Medical center offers mammogram incentive Free rides intended to encourage women to get cancer check

October 06, 1997|By Kristi E. Swartz | Kristi E. Swartz,SPECIAL TO THE SUN

It's Faye Hunt Anderson's mission to make testing for breast and cervical cancer just a little less intimidating.

She can't make it fun, she admits. But she can at least give women information so that they know what to expect -- and a free ride to get the tests.

As Anne Arundel Medical Center's community education outreach coordinator, Anderson has recruited taxi drivers to take women to the hospital for mammograms.

In four years, more than 1,000 women have used the free cab service, for which AAMC pays $760 a year. The money comes from the hospital's Komen Grant.

"We want to do away with as many barriers as possible to these women getting screened for breast and cervical cancer," said Anderson.

Anderson has specifically targeted Hispanic women. Many of them, she found, don't visit a doctor because they speak only Spanish and find the U.S. medical system daunting.

Anderson works with two Hispanic drivers from Checker Cab Co. in Annapolis.

Driver Elpedio Garcia and his wife, Anna, have been working with Anderson for four years.

"There are a lot of people who come from outside the country, and they don't trust anyone," Garcia said. "The services are there, but sometimes people are afraid to go to the doctor because they don't speak English."

The Garcias have taken the program one step further, going to their church and community to encourage women to get screened.

The free taxi service is used mostly by women from Annapolis, but it has also provided rides to women from Glen Burnie, Pasadena, Severn and southern parts of the county, Anderson vTC said.
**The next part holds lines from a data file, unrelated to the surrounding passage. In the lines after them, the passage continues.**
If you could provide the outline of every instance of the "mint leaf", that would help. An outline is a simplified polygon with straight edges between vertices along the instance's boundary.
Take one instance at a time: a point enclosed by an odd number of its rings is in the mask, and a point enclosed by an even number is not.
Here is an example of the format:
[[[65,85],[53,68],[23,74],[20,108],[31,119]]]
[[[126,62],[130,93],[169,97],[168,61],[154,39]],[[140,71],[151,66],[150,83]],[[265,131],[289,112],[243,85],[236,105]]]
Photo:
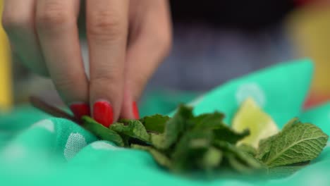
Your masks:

Two years ago Anderson asked Reese Mortuary to donate limousines for one day in May to transport women for screenings.

Anderson rode along to teach the women about breast self-examinations and other cancer preventive measures.

"It was a very special event," she said.

But Anderson said fear overrides transportation as a reason stopping women from getting tested. "Some women think if you don't feel anything, then they shouldn't look for anything," she said.

Women ages 40 to 49 should be tested every one to two years, and then every year once they reach 50, Anderson said.